Moments later, once Ariana Zucker seeks to assert her personhood by greeting Donald and giving her name, Donald and Billy engage in a mock competition to re-sexualize her by each demanding that she “hug” them, all the while with Bush asking her, “Now if you had to choose, honestly, between one of us. Me or the Donald, who would it be?” Reacting to this later in the press, Ariana Zucker reflects:

“How we treat one another, whether behind closed doors, locker rooms or face to face, should be done with kindness, dignity and respect. Unfortunately, there are too many people in power who abuse their position and disregard these simple principles and are rewarded for it.”

Trump has sought to minimize this as “locker room banter.” For his part, Billy has characterized it as some sort of passing “immaturity.”

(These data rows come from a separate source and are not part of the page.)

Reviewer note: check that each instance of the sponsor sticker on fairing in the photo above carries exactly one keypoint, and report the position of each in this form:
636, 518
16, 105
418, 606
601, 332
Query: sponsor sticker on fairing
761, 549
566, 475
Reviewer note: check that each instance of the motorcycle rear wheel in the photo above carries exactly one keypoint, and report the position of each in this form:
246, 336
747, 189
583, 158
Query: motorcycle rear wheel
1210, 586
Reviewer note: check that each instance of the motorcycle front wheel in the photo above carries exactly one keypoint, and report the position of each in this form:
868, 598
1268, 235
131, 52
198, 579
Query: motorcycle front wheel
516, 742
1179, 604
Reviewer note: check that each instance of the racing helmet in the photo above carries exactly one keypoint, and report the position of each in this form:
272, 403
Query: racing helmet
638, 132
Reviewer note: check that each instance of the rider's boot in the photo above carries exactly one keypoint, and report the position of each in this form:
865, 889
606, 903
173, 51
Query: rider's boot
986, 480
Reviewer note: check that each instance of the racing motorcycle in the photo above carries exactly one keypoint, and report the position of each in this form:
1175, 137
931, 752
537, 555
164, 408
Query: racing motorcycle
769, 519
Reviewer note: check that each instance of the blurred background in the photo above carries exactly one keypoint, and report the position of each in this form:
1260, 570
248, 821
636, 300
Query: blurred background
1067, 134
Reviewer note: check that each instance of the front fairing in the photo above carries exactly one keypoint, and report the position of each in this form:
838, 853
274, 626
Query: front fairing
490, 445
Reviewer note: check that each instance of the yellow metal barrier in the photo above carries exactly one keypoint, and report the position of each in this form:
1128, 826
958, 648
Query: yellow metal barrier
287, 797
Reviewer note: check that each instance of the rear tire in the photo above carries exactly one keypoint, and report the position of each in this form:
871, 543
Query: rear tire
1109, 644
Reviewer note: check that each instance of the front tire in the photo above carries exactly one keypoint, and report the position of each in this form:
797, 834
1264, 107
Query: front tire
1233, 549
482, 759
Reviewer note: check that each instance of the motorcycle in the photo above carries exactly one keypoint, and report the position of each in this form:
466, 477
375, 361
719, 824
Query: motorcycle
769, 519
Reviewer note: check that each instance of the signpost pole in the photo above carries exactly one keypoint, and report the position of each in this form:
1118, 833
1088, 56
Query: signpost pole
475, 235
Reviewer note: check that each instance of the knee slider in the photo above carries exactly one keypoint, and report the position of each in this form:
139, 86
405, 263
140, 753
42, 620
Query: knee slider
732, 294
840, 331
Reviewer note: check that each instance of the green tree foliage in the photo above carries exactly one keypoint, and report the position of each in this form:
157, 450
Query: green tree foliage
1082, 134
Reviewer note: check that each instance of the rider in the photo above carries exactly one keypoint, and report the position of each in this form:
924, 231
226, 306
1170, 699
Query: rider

In actually, Billy and Donald were following a tried and true ritual: mutually re-assuring each other of their masculinity by objectifying and sexually degrading women. For Bush, this task clearly trumps any loyalty he might have to a longtime former co-worker. He’s much more concerned with bolstering his own manly reputation to the manly Donald. And Donald was getting what he seems to expect from those who serve him: permission to degrade and sexually assault women should he choose to do so. In social studies parlance, this is referred to as “male peer support for sexual assault.”

Studies of men who have committed sexual assaults find that they often find encouragement from male peers who aid and abet their sexist attitudes and behavior toward women.

As one study of college men found, “The data strongly suggests that sexually abusive male undergraduates’ peers encourage them to assault their girlfriends or dating partners.” The researchers conclude that male peer support serves two important functions for rapists or potential rapists, first as an aspect of social learning whereby men teach one another about their expected roles as men, and secondly as a component of “effective guardianship” in which potential perpetrators are informed whether they are likely to be encouraged or punished by acting out the sexual assaults that they are openly ruminating. Viewed with this lens, men like Donald Trump’s proclamations about sexual domination (e.g. “I can do whatever I want to do”) are not “just words” as he would have us believe but important ways for him to seek affirmation for what he has already likely done and what he apparently seeks to justify doing in the future. This logic helps us to see that Billy Bush’s responses to Trump are not just the immature responses of someone who has been placed in an unfortunate situation by a powerful man but an important way that men’s power is promoted and re-affirmed at the expense of women. It is easy for some to condemn Donald Trump as an exceptionally misogynistic man, Boston Globe columnist Yvonne Abraham points out that it is far harder to recognize the complicity of his enablers, who have multiplied exponentially beyond Billy Bush.